For in-house legal professionals who have not embraced the use of new technology, now is a great time to jump on board, says Colin Levy, a thought leader in the legal tech space.
Levy points to the wide array of generative AI tools on the market as one salient reason for in-house lawyers and other legal department staff to consider better using tech in their work.
He highlights that products powered by the latest artificial intelligence can help with everyday tasks such as summarizing a text or starting to draft a piece of writing.
Emerging AI is also being applied to legal use cases in the contract lifecycle management and document review spaces, among others. For example, generative AI technology can pinpoint language that should be added to or deleted from a legal document.
“These tools are so useful for a variety of different cases and they're generally not hard to use, so that opens up the possibilities for folks who hold a lot of different roles in legal departments or in businesses more generally,” says Levy, the director of legal and evangelist for CLM provider Malbek.
Finding your ‘why’
As with any area of technology, Levy recommends in-house professionals interested in deploying emerging AI start by asking themselves why they want to learn about the topic.
This could include determining what they hope the technology can help them accomplish, such as improving how they handle a time-consuming task they often complete.
If used properly, Levy says, generative AI-powered products have the potential to boost the productivity of in-house legal professionals and the quality of their work. This is particularly true for repetitive, data-driven tasks.
Doing your research
Levy also advises legal professionals to conduct research about the various tools on the market, including the risks associated with their use.
For example, generative AI tools such as ChatGPT can sometimes make up information in response to user prompts, so figuring out the type of data they are trained on is important.
Entering sensitive data into generative AI products can also create data privacy and IP issues, which are among the reasons the wide availability of generative AI tools has become a leading enterprise risk.
“It's really important to do your research in terms of understanding what different tools exist out there and what their capabilities or use cases are because they're not all the same and it's not one-size-fits-all,” Levy says.

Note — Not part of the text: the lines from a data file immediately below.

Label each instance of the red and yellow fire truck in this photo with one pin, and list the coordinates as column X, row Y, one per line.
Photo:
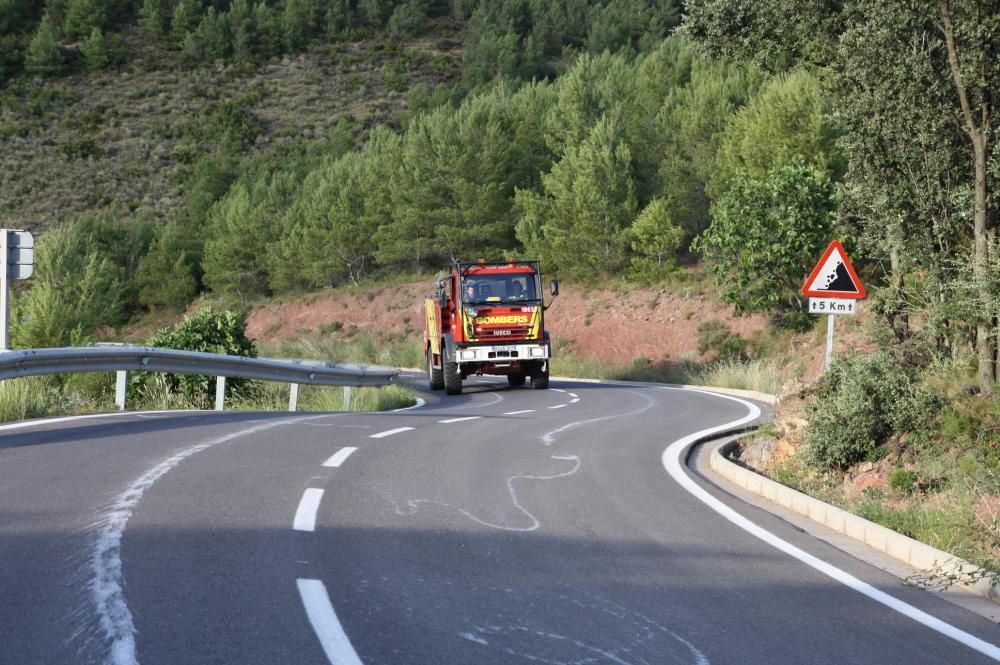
column 487, row 318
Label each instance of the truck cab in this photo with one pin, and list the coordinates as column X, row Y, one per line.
column 488, row 318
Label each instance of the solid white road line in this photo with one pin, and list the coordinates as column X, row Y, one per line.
column 324, row 621
column 673, row 463
column 338, row 457
column 382, row 435
column 305, row 515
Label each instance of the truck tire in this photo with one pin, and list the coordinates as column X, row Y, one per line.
column 452, row 378
column 515, row 380
column 434, row 376
column 540, row 379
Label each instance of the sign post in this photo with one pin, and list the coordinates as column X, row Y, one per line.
column 833, row 288
column 18, row 257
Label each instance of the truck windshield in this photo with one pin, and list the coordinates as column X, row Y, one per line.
column 499, row 288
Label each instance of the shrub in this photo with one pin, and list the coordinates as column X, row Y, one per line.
column 860, row 403
column 208, row 332
column 716, row 337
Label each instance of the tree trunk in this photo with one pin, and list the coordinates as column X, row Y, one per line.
column 977, row 133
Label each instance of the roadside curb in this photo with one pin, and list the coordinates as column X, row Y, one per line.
column 935, row 562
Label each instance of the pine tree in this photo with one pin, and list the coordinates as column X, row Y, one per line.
column 44, row 55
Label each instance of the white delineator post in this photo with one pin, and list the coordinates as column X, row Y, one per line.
column 829, row 340
column 4, row 290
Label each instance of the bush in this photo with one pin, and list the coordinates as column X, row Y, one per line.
column 860, row 404
column 716, row 337
column 207, row 332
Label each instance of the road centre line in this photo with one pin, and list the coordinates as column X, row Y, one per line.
column 325, row 623
column 305, row 515
column 338, row 457
column 390, row 432
column 672, row 462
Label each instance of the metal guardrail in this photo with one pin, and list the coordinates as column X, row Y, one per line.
column 124, row 358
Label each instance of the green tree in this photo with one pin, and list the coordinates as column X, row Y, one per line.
column 95, row 52
column 185, row 19
column 44, row 55
column 765, row 237
column 82, row 16
column 656, row 238
column 152, row 21
column 581, row 224
column 74, row 289
column 947, row 50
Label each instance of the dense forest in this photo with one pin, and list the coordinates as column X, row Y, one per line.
column 604, row 137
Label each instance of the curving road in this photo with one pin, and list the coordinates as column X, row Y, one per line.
column 496, row 527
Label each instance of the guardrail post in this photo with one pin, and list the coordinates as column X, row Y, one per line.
column 220, row 393
column 120, row 383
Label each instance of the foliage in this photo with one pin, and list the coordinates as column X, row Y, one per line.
column 75, row 288
column 860, row 403
column 207, row 332
column 44, row 56
column 765, row 236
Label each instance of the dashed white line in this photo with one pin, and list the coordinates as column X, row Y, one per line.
column 390, row 432
column 324, row 621
column 305, row 515
column 338, row 457
column 672, row 462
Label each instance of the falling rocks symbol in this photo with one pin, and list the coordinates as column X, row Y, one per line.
column 840, row 281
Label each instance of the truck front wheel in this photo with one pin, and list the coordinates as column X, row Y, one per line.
column 434, row 376
column 540, row 378
column 452, row 378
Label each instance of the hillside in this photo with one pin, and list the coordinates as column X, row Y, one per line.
column 127, row 137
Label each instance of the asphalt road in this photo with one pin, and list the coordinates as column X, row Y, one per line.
column 497, row 527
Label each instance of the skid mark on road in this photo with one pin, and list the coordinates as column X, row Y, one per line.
column 413, row 505
column 104, row 579
column 549, row 437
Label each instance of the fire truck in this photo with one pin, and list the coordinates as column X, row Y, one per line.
column 487, row 318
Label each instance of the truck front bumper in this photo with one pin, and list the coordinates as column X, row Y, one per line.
column 502, row 353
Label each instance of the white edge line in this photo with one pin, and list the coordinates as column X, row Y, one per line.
column 390, row 432
column 338, row 457
column 325, row 623
column 305, row 515
column 65, row 419
column 672, row 462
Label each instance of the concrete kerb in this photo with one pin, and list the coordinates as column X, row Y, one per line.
column 936, row 563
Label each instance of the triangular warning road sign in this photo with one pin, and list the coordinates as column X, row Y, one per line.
column 834, row 276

“ChatGPT is not the only generative AI tool out there; it just happens to be probably the most well-known one,” he adds.
Utilizing existing tools
Levy acknowledges generative AI is attracting the most attention in technology at the moment, but he says there are a variety of additional tools in-house legal pros could use to enhance their work.

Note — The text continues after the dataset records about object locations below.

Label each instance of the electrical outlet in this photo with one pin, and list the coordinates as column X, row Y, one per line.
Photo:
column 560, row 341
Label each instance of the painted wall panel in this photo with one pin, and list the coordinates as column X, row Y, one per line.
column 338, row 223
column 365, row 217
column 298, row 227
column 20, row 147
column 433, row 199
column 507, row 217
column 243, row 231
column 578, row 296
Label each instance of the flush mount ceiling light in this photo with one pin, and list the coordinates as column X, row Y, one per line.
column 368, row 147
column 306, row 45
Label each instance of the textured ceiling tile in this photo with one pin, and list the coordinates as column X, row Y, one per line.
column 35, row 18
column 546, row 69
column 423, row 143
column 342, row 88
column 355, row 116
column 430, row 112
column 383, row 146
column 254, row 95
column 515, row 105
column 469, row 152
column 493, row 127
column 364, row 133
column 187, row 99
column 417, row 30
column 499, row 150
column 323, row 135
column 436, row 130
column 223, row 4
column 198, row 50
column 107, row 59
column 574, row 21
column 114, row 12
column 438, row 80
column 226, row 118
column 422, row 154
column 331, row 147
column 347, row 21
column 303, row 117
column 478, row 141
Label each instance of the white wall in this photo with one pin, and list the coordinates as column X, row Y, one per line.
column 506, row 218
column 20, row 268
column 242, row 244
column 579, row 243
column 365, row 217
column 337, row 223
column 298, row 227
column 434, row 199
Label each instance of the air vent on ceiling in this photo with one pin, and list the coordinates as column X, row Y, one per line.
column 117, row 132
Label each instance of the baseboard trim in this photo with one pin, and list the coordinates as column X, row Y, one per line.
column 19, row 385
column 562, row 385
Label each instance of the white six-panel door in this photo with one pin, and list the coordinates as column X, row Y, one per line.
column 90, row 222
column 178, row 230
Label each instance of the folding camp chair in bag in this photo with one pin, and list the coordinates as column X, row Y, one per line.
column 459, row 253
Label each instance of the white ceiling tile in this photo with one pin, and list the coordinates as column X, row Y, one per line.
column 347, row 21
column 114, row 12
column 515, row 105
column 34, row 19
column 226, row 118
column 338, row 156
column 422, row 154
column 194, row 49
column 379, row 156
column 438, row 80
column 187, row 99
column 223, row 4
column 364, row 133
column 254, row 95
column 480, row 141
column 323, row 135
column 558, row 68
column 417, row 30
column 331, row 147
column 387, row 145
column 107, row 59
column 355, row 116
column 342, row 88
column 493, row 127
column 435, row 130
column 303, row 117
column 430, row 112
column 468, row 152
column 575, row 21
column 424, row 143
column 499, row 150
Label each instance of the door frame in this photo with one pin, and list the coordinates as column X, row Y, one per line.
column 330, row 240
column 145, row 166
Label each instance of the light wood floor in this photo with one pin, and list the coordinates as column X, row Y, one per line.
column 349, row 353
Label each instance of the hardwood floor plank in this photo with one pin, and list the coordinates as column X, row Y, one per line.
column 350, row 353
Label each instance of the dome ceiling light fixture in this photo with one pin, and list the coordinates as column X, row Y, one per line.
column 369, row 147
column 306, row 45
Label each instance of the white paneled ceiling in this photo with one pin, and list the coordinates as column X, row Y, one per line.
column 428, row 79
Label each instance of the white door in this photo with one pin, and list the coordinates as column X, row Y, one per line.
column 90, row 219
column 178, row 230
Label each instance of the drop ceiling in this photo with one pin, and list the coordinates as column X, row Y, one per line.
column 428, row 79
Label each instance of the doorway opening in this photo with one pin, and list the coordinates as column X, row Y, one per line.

These other options include well-known and longstanding technology offerings that Levy says could be more effectively used.
For example, Microsoft Word can help with creating and formatting legal documents in an automated way. Meanwhile, Adobe’s PDF editor can be used for redacting and securing documents, he says.
“Oftentimes people underutilize their existing tools because they get distracted by the new technologies out there that look like they're fun and fancy and attractive, but what they're looking for really can be found just in the tools they already use,” Levy says.
For in-house professionals looking to expand their use of technology, Levy recommends they make use of publicly available educational resources.
In recent years, Levy has increasingly made his own contributions in this domain, including through his website colinslevy.com, which offers a mix of legal-tech related content.
Levy also edited and wrote a chapter for the recently released Handbook of Legal Tech.
The book features contributions from other well-known names in the legal tech community, and its goal is to provide readers with an introduction to key areas within legal tech that are reshaping the practice of law.
Levy says chapters that cover AI, contract lifecycle management, document automation and legal analytics are among those that would be of interest to in-house professionals. He reports that the feedback to the handbook has been very positive to date.
“It's been very much welcomed by the community, and I think a lot of folks have seen it as a natural extension of what I do on a daily basis in terms of helping support, inform and inspire the legal tech community,” Levy says.
In that spirit, Levy says, a book he is writing about legal technology will be published later this year.